W klasyfikacji indywidualnej zwyciężył Ryszard Dzikiewicz z koła przy Komendzie Miejskiej Policji w Koszalinie uzyskując 2390 punktów przed Grzegorzem Kwiatkowskim z koła „Miętus” – 1965 pkt i Ryszardem Sorokulskim z koła Rokosowo-Jedliny – 1305.

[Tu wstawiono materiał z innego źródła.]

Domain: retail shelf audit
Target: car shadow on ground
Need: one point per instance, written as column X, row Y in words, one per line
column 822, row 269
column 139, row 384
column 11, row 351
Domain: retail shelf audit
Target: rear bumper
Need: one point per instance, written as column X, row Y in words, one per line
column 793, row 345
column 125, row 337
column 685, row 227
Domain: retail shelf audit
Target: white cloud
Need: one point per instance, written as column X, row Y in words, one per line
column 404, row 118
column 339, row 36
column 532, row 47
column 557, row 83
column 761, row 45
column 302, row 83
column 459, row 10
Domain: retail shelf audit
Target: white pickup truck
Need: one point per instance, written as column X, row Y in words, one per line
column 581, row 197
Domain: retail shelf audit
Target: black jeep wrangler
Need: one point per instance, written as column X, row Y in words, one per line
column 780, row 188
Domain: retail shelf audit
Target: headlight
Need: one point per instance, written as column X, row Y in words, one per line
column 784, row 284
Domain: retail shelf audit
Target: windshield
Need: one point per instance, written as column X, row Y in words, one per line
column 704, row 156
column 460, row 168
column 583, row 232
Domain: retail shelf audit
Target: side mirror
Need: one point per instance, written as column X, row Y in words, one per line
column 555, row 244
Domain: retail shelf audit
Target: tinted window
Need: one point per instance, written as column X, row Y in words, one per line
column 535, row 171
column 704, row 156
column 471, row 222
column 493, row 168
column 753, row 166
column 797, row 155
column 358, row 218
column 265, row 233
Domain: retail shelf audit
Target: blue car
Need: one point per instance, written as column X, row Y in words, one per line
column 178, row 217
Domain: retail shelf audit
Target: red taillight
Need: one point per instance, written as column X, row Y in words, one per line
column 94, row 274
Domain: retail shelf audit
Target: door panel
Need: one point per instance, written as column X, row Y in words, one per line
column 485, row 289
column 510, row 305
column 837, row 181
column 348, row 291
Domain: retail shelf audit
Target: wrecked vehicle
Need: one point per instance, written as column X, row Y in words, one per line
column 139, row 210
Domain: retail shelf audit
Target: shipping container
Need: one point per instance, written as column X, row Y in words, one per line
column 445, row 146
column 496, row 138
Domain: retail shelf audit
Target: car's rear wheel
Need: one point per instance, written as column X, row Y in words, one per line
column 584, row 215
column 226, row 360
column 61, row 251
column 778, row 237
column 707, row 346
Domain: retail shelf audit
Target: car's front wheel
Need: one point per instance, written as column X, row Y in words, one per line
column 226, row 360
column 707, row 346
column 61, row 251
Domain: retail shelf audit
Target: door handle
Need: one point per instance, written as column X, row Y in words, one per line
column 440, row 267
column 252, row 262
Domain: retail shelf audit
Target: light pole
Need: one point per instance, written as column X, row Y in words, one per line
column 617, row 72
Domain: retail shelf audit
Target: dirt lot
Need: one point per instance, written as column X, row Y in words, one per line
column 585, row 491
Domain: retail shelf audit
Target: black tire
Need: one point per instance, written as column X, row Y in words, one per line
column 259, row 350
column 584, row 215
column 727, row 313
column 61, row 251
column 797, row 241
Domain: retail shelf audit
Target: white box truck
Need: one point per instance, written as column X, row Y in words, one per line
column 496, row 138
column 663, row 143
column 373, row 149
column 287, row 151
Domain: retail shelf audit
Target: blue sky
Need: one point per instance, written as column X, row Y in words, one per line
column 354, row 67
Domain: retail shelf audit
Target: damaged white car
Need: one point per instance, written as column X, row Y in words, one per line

5. Strajch Krzysztof - 990
6. Bernat Maciej - 905
7. Barszczewski Artur – 585 wszyscy „Esox” Czaplinek
8. Masewicz Marian KMPolicji – 410
9. Kulik Zygmunt – 405
10. Sobczak Mieczysław - 385
W klasyfikacji drużynowej pierwsze trzy miejsca zajęły trzyosobowe drużyny reprezentujące koło wędkarskie z Czaplinka a na czwartym uplasowała się drużyna z koła Rokosowo – Jedliny.
Łowcą największego leszcza o wadze 0.8 kg był zwycięzca zawodów a największego okonia złowił Mieczysław Gajewski (0.65 kg).
Zwycięzcy od 1 do 6 miejsca otrzymali puchary. Na zakończenie zawodów wśród wszystkich uczestników rozlosowano upominki – niespodzianki.
Organizatorzy zatroszczyli się o dobre samopoczucie zawodników począwszy od porannej kawy i wspaniałego ciasta z Piekarni GS „SCH” z Sianowa, które serwowano przez cały czas imprezy. Obiad to smaczny gulasz oraz kiełbaska z kija(ogniskowa).
Uczestnicy oraz przedstawiciel Zarządu Okręgu PZW w Koszalinie podziękował członkom zarządu koła Rokosowo - Jedliny za wzorowe i sympatyczne zorganizowanie imprezy.